When I had to let him go in 2007, it was one of the hardest days ever. But I'd grown to realize that we were just too similar to take 1-800-GOT-JUNK? to the next level. We were both visionaries, not the detail-oriented executives the company needed to turn daydreams into reality.

Letting my friend and COO go was difficult, and firing someone always is. But it's also an essential skill for entrepreneurs. Although it may never be pleasant, there are ways to get through it quickly and set everyone up for success.

Find a better fit

Even if you fear the discomfort of firing someone, remember that keeping bad hires around is expensive. Some estimate it can add up to over $50,000 in direct costs, not to mention the impact it has on team productivity and engagement. So it's crucial to get the wrong people out -- quickly.

It's worth remembering that getting let go is an opportunity to find a better fit somewhere else. My friend and former COO is now an incredibly successful consultant who calls his own shots and is passionate about what he does. We were able to hire the right leader for 1-800-GOT-JUNK?, too, who has since set us up for growth.

Think like Nike: just do it

During the hiring phase, taking time to ensure that a candidate is a cultural fit is essential. On the other hand, when it comes to letting someone go, it should be quick -- prolonging the inevitable only makes the costs add up.

Although the firing process should be like ripping off a Band-Aid, it's still important to be respectful -- no one should be surprised they've been fired. Employees should be made aware of problems and given a chance to correct them. It's just good business sense.

Check in with the team

Losing a colleague often makes the people left behind feel insecure and tense, which can strain a positive work environment. And leaders who don't communicate effectively can come across as self-absorbed. Neither options are good for morale.

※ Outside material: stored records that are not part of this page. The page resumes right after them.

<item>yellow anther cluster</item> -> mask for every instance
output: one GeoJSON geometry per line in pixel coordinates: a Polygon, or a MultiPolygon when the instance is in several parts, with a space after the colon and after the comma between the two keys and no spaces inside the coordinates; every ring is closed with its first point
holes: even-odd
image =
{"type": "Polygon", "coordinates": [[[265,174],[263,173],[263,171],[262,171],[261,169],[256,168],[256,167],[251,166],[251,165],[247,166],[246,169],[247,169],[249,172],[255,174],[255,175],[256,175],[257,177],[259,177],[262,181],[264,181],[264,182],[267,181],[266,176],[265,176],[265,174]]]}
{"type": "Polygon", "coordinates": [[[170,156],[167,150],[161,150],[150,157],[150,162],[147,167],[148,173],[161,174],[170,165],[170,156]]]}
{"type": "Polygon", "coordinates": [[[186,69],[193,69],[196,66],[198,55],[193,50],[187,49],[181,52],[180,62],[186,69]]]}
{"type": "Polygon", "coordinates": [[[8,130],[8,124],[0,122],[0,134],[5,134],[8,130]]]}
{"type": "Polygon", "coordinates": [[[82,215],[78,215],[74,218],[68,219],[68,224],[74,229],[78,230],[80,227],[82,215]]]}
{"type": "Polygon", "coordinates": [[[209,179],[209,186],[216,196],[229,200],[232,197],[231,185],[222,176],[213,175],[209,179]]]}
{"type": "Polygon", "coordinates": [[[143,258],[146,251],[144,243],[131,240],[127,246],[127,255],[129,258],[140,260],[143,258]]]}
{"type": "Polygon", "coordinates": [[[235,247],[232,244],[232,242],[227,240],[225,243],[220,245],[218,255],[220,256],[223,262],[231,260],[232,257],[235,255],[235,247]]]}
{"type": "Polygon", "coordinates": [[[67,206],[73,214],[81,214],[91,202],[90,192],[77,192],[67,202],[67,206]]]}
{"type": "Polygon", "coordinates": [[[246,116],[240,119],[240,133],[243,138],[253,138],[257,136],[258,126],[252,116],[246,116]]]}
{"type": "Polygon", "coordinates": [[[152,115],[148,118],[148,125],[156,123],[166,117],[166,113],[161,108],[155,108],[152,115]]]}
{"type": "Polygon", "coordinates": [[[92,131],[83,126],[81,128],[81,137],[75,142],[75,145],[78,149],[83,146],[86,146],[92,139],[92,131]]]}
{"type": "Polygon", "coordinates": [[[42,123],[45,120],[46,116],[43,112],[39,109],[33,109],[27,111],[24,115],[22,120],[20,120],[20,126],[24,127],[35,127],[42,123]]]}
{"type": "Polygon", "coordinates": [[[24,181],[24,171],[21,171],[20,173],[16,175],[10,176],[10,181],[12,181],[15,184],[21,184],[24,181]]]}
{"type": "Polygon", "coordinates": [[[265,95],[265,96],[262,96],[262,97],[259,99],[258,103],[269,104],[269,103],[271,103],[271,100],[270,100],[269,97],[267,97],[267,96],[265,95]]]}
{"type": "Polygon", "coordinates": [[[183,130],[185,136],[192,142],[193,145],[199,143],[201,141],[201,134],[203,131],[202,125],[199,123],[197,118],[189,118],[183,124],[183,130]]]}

Managing change properly means taking time to communicate with your team. It can be as simple as regular check-ins, taking questions, and walking people through future plans.

Instant karma

When you take the time to properly let someone go, everyone benefits. Even though I had to fire my best friend, he ended up introducing me to my current COO years later. And, believe it or not, we're still great friends -- we continue to support each other's visions and businesses.

Even if someone didn't end up being the right fit at your company, it doesn't mean that they didn't try their hardest. I like to personally call people after they've been let go to see if I can help as they transition into new opportunities. If you spend time to let someone go properly, they'll feel confident in their new ventures, and the team they've left behind will feel secure. Remember: what goes around comes around.